Et on ne peut s’accommoder de cette situation sans contradiction avec l’Evangile. Il y va du respect de l’homme et de la vie jusqu’à son terme. “La Vie Montante”, par sa valorisation des personnes âgées, par son souci d’en faire des partenaires actifs et pas seulement des assistés, par son attention à leur vie, par ses réseaux d’amitié et ses liens spirituels, témoigne grandement de ce respect. Je vous encourage à continuer d’accompagner ainsi vos frères et sœurs aînés et à faire prendre conscience à la société et aux chrétiens de ce devoir primordial.

5. Enfin, puisque la foi chrétienne inspire votre mouvement, il est important qu’il offre à tous ses membres l’annonce de la Bonne Nouvelle: l’Evangile les assure qu’ils sont toujours aimés de Dieu qui ne les laisse jamais seuls, qui leur accorde toujours sa grâce et au besoin son pardon, et qui les appelle à partager éternellement sa Vie. L’Eglise, tous les croyants, ont mission de donner au monde le témoignage de cette foi en la vie éternelle. Même si certains de vos compagnons et compagnes, à un moment de leur vie active, ont perdu quelque peu cette conviction de foi, dans une atmosphère de sécularisation et de mal-croyance, au fur et à mesure qu’ils s’acheminent dans leur pleine maturité vers le soir de leur vie terrestre, ils ont davantage l’occasion de s’ouvrir à cette vérité.
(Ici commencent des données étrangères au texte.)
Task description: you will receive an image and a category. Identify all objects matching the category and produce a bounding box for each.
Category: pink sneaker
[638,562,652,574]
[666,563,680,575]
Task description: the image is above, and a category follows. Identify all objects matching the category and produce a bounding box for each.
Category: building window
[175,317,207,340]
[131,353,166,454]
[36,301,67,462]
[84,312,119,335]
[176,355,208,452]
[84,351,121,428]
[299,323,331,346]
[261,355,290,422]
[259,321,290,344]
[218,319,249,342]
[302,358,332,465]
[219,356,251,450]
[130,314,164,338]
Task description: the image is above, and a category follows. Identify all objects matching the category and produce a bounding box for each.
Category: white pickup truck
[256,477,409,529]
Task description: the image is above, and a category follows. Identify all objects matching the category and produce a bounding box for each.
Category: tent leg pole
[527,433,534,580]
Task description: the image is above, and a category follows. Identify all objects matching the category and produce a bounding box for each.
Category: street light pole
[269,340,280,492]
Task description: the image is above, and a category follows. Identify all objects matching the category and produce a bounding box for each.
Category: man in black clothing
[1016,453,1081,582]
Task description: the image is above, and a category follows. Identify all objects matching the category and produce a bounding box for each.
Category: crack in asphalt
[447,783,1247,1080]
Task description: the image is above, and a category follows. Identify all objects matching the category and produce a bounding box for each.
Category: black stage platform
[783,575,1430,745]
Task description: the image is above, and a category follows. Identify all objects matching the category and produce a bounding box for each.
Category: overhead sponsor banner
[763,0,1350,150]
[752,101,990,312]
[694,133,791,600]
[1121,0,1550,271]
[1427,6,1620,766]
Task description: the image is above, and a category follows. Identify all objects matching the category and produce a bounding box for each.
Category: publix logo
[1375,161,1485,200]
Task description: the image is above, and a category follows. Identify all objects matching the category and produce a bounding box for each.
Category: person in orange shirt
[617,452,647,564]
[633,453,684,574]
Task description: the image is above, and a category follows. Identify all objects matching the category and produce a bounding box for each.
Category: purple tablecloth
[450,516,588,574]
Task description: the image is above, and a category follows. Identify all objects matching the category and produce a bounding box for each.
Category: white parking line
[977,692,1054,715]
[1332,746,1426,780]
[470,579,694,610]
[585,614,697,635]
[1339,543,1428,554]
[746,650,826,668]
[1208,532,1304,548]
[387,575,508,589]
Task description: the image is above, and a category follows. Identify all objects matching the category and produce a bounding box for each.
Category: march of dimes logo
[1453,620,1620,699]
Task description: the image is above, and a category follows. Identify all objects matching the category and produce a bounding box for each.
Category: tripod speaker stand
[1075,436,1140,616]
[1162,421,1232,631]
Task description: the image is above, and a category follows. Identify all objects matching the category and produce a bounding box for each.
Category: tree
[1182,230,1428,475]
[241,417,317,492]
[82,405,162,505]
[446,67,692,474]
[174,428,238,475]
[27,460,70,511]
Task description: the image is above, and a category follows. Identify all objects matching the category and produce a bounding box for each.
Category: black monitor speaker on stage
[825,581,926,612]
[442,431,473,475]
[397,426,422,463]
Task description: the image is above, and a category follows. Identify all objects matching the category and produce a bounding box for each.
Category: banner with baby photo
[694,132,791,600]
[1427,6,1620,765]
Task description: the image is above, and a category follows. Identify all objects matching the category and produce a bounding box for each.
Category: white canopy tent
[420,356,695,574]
Et je suis sûr que, sur la route resserrée et difficile qui monte mystérieusement vers cette plénitude de vie (Mt 7, 14), beaucoup sont capables, avec la grâce de Dieu, de se préparer à la Rencontre décisive. Après être “montés” dans l’amour de Dieu et dans l’amour des autres au cours de leur vie - ou même au dernier moment comme le Bon Larron -, ils auront la joie de voir Celui qui est l’Amour. Quel service d’accompagner ainsi les dernières étapes de l’existence, de permettre de les vivre dans la sérénité de la foi!

6. Votre Congrès jubilaire coïncide avec la fête de l’Annonciation. Marie vous montre le chemin à l’approche de l’Année mariale. Je le disais à Annecy: nous sommes tous les hommes ou les femmes de l’Annonciation. Comme Marie, nous avons eu la grâce de recevoir le message du salut. Comme elle, nous y répondons par la foi. Comme elle, nous tressaillons de joie parce que le Seigneur fait pour nous des merveilles. Devant elle, comme à Cana, nous présentons tous les besoins de nos frères. Avec elle nous nous tenons près de la Croix de son Fils, en acceptant avec patience et en offrant les limites et les dépouillements de la vieillesse, en faisant de notre vie un don suprême au Seigneur, par amour. Avec elle, nous cheminons vers la vie glorieuse qu’elle partage avec le Christ ressuscité, dans la pleine lumière.

7. Chers Frères et Sœurs de “La Vie Montante”, que ce message vous manifeste ma sollicitude affectueuse! L’Eglise compte sur vous. Vous constituez des cellules d’Eglise, en lien avec la vie de tout le Corps mystique du Christ. Que le Père vous attire vers sa lumière! Que le Christ soit votre force dans l’épreuve! Que l’Esprit Saint vous maintienne dans une joie discrète et rayonnante! Dans le sillage de l’Apôtre Pierre, “l’Ancien, témoin des souffrances du Christ et de la gloire du Christ” (1 P 5, 1), je vous bénis au nom du Père, du Fils et du Saint-Esprit.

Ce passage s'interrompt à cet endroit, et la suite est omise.